Les industriels plient mais ne rompent pas
# Agroalimentaire # Conjoncture

Les industriels plient mais ne rompent pas

Baisse des marges et de la compétitivité, accentuation de la guerre des prix dans la grande distribution... : c'est le bilan morose que dressent les industriels français de l'agroalimentaire de l'année 2016. Malgré le constat, ils continuent de stabiliser leur chiffre d'affaires et de créer de l'emploi.

La première industrie de France a souffert en 2016. Les entreprises agroalimentaires ont subi à la fois une baisse de leurs marges et de leur compétitivité, a annoncé l'Association nationale des industries alimentaires (Ania) lors de son bilan annuel le 4 avril.

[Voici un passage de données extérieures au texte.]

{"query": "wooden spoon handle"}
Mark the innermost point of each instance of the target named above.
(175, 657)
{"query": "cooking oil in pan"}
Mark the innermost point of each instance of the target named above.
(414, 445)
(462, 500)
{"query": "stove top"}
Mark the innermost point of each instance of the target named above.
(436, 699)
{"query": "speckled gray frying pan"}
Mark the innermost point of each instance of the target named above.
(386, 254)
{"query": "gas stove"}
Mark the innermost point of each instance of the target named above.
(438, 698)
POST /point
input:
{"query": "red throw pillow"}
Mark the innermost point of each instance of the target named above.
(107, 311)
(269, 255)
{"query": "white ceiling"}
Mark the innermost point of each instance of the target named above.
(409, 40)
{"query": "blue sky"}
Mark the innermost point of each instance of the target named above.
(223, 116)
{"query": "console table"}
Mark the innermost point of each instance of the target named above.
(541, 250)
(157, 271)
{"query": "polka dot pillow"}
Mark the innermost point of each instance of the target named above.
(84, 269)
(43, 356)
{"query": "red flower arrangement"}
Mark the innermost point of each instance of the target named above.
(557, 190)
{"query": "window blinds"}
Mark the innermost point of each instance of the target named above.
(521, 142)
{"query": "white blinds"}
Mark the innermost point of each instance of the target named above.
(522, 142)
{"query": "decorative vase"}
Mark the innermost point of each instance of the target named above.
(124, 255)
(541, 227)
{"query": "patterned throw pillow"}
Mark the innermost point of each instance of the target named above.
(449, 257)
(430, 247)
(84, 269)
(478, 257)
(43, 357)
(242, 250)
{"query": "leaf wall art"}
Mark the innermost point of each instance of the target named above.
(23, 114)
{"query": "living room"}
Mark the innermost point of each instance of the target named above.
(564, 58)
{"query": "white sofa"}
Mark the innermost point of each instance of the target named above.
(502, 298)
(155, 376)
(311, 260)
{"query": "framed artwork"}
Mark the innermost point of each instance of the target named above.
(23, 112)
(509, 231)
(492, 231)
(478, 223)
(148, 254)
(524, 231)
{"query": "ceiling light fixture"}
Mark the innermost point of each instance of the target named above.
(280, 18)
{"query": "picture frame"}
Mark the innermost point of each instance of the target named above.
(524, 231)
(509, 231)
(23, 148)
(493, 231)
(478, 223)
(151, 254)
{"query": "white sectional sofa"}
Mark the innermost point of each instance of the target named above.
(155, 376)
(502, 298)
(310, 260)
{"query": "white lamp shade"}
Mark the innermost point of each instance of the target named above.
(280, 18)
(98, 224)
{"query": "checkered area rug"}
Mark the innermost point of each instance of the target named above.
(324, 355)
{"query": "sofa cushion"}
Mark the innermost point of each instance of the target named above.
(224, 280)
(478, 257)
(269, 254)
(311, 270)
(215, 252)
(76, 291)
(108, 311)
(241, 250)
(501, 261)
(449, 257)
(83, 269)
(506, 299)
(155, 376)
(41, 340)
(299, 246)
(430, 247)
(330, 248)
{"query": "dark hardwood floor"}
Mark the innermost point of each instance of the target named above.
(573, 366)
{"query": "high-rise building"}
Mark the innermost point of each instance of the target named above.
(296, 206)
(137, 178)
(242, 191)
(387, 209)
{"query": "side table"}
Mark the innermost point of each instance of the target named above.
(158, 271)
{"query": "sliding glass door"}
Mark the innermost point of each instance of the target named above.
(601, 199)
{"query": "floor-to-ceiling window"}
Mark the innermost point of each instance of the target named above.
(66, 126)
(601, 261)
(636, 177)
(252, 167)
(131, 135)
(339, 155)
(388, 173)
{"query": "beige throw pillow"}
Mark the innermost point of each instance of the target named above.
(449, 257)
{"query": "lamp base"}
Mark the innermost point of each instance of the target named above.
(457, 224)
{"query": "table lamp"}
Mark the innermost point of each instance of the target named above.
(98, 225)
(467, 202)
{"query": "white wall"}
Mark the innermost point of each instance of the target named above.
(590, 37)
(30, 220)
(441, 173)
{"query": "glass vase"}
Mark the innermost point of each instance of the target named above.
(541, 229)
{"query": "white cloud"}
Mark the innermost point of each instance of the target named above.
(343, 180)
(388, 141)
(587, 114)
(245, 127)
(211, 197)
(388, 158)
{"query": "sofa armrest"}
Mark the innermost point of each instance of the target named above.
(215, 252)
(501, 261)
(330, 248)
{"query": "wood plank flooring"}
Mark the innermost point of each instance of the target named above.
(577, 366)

En cause, « la hausse du prix des matières premières alimentaires (+14% en 2016, ndlr), la guerre des prix dans la grande distribution (-1,1%, ndlr) et la pression fiscale (+10% d’impôts sur la production et +13% de charges sociales, ndlr) qui assomment les entreprises », accuse Jean-Philippe Girard, le président de l'organisation professionnelle.

Cité comme exemple, le taux de marge du secteur agroalimentaire a baissé de 3,1% en 2016, « soit près de quatre points depuis 2007 », indique l'Ania, et ce malgré les "coups de pouce" du crédit d'impôt compétitivité emploi (CICE) et des baisses du prix du pétrole et des taux d’intérêt. Sur le plan concurrentiel, la France perd ainsi des parts de marché à l'export et se retrouve au quatrième rang mondial.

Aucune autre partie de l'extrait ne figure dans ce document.